2) Confidence intervals on the transmission bottleneck size. You estimate the parameter of a Poisson distribution that is assumed to describe the distribution of bottlenecks in the population. The error bars of this estimate are remarkably tight given the small number of informative iSNVs in individual pairs. The actual distribution of bottleneck sizes in the population is certainly much broader and fitting a Poisson distribution will underestimate the confidence interval. Please include the 95% confidence intervals for the estimate of each transmission pair in Supplementary file 3. Aggregating these confidence intervals or fitting a broader distribution (say log-normal or power-law) should result in more sensible confidence intervals.

We have added the 95% confidence intervals (using the β binomial model) for the estimate of each transmission pair in Supplementary file 3. As expected, they are quite large because each transmission pair has so few data points. We have aggregated these confidence intervals using a log-normal distribution as suggested and weighted each transmission pair by the number of donor iSNV as performed in Sobel Leonard et al., 2017 (the same study in which the β binomial model was first implemented). The associated text now reads, “We also fit a long-tailed, discrete distribution based on the lognormal. As expected, this analysis resulted in a slightly wider distribution with a mode of 1, a 95^th percentile of 11 and a 97.5^th percentile of 21.” This analysis was run up to a maximum bottleneck of 1000. We have also added a curve to the bottleneck models in Figure 3 showing the probability that a variant will be transmitted given its frequency in the donor and a bottleneck of 10. This gives an indication of the fit of our aggregate bottleneck to the data.
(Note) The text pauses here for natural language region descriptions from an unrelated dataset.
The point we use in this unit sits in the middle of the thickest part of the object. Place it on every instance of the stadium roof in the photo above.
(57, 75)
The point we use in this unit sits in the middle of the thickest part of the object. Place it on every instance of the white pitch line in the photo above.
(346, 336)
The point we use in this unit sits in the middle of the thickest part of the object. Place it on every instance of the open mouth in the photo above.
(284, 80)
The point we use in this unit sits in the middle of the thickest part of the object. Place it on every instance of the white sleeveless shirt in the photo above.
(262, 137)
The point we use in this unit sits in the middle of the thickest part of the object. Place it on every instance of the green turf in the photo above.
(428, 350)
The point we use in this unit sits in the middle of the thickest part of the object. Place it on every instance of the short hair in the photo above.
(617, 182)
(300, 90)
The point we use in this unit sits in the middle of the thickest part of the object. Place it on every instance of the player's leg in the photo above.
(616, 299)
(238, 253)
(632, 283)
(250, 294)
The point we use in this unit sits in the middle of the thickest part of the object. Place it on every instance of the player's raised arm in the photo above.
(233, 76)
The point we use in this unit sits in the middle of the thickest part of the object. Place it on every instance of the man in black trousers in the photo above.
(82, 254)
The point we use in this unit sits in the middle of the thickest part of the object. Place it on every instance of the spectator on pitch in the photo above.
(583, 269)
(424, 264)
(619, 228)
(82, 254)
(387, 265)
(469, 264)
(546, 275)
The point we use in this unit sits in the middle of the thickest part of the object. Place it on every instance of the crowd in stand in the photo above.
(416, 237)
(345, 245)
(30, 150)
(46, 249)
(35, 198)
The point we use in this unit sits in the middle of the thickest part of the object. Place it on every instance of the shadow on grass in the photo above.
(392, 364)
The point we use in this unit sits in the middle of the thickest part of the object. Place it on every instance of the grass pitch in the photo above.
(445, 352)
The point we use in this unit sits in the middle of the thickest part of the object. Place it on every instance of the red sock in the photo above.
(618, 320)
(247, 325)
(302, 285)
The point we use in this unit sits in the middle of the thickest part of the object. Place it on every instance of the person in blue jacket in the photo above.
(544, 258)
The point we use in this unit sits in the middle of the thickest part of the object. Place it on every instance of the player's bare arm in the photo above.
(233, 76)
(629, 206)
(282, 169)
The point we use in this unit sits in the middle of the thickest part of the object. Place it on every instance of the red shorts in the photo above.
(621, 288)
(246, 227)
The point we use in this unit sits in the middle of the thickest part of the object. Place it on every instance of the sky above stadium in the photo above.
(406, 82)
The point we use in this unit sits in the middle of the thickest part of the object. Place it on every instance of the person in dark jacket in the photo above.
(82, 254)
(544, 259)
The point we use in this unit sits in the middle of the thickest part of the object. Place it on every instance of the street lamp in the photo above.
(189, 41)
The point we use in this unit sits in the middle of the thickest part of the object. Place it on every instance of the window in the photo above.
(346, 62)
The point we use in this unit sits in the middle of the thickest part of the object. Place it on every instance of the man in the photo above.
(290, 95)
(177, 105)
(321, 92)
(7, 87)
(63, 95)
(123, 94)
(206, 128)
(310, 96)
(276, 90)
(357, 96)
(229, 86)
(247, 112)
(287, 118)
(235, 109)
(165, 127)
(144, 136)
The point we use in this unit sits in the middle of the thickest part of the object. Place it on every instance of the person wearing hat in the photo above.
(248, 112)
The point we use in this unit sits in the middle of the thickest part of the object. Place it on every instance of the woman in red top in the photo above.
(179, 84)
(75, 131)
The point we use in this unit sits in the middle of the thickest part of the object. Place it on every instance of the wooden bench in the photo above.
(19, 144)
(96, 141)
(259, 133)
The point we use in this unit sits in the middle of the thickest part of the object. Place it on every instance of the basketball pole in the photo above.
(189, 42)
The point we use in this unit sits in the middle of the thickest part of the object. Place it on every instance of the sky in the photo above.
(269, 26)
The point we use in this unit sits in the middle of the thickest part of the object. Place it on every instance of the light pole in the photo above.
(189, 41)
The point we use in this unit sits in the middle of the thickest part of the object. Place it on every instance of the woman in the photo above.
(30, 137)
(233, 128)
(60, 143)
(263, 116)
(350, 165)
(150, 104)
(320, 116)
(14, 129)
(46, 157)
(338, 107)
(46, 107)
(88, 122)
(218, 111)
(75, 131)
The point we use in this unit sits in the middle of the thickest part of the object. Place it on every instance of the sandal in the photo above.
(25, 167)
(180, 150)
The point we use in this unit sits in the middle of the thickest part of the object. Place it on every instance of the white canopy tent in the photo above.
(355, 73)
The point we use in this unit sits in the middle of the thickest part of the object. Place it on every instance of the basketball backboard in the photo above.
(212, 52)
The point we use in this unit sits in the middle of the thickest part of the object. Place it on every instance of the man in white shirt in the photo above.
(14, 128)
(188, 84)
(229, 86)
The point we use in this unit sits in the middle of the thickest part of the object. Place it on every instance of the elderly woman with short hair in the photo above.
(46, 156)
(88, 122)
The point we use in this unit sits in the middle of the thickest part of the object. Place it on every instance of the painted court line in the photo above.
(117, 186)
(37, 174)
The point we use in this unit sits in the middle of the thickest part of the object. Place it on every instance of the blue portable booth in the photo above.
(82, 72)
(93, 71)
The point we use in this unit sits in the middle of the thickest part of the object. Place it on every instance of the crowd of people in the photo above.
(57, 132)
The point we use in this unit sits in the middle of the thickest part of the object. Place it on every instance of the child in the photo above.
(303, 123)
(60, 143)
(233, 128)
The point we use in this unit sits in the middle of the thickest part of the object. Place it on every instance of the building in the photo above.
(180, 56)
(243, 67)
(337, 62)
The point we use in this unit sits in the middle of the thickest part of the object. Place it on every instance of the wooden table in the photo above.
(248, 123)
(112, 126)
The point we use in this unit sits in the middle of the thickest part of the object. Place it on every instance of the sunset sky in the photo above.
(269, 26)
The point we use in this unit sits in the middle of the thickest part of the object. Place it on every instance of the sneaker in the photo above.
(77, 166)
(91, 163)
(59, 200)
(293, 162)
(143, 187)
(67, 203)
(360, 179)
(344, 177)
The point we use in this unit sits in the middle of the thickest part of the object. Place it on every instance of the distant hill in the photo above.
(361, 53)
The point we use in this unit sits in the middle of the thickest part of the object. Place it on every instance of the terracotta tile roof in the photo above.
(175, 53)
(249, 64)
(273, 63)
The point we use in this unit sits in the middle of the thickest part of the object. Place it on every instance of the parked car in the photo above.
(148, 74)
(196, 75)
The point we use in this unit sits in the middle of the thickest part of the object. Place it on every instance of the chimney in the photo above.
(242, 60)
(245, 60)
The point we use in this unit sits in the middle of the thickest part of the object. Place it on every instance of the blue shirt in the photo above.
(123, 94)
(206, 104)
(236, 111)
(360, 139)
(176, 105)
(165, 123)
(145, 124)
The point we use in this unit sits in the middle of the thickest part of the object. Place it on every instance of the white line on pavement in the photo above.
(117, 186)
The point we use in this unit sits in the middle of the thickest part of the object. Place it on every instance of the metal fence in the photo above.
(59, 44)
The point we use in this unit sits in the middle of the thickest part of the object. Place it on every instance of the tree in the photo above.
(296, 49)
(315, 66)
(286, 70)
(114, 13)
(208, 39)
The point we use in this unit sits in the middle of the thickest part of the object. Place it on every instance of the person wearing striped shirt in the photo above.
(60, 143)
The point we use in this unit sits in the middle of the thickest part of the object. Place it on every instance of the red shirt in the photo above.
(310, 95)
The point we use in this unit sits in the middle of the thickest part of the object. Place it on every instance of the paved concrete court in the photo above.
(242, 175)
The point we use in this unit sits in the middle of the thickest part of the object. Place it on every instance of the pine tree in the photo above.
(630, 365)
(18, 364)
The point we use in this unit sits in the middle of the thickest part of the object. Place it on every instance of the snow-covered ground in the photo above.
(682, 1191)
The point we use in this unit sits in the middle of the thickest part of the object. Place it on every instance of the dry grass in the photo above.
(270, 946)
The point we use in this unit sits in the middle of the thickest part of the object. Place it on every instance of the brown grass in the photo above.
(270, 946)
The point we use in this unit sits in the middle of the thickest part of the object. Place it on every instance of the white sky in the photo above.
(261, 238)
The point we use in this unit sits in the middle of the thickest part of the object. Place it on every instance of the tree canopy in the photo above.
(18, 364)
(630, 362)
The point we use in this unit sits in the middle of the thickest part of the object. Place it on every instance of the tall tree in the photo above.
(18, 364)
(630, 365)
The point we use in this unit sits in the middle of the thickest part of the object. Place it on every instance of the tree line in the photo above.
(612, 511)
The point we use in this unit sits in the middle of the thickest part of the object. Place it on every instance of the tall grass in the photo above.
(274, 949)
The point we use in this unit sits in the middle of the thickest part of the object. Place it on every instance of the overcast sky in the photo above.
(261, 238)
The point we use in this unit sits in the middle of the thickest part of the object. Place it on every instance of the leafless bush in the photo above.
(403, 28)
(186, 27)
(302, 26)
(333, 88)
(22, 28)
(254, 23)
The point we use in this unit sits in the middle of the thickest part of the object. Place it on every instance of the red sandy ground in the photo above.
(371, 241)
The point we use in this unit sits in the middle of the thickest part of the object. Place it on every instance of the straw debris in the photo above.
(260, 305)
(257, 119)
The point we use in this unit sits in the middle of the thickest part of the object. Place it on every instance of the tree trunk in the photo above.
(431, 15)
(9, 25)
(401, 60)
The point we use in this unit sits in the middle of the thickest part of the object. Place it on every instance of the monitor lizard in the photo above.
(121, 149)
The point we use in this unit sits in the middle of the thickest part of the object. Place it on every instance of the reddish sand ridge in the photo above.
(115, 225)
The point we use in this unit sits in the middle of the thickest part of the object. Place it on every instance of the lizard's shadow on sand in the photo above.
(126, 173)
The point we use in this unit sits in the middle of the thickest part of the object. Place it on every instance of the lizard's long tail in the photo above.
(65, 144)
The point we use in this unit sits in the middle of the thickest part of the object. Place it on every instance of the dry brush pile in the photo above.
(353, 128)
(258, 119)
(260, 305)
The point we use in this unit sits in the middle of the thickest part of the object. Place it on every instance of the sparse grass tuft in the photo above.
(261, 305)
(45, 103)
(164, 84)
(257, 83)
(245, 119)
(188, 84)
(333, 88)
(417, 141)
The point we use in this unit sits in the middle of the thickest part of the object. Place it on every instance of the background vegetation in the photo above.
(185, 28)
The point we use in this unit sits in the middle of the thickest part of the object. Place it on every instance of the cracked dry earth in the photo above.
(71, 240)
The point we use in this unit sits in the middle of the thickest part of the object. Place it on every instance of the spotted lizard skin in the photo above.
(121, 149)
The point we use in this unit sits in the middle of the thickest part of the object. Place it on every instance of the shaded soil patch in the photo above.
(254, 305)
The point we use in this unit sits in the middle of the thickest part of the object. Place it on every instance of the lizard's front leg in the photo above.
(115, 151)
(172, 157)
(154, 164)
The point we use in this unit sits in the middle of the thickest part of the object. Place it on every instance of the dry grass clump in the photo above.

In addressing this comment and those above, we noticed a “bug” in our code for plotting the β-binomial model in Figure 4E (now Figure 3E). The estimates and model fit as reported in the text were correct, but the plot was not. We have replaced this panel with the correct plot and apologize for our error. Consistent with the similarities in the results obtained through the presence-absence and β-binomial models, this plot is quite similar, but not identical to the one in Figure 3D.

3) Dependence of bottleneck estimates on sample pairings. We suggest, to estimate, bottlenecks from all possible different sample-pairings of donor and recipient in those transmission pairs where either has more than one sample available. In particular the difference between self-sampling and sampling in the clinics (Figure 2—figure supplement 1 suggests a possible systematic deviation) should be tested and discussed.

In the submitted manuscript we used the sample (home vs. clinic) that was obtained closer to the estimated time of transmission (based on onset of symptoms in the recipient). If the sample closest to the time of transmission had no minority SNV above 2%, we used the other sample (this is more conservative as we attempted to use all possible SNV data for these pairs). While we do not think that the data in Figure 2—figure supplement 1Ashow a systematic deviation, we do acknowledge that the choice of sample for these paired isolates from the 2014-2015 season entails certain assumptions about the transmission process. We have provided bottleneck estimates for all four possible combinations for which there are paired samples for each member of a pair as a source data file (Figure 3—source data 7).

We suggest resubmitting this manuscript as a short report focusing on transmission bottlenecks. Figure 4 is a plausible supplement to Figure 3.

We have moved Figure 4 to the supplement (now Figure 3—figure supplement 1) as suggested.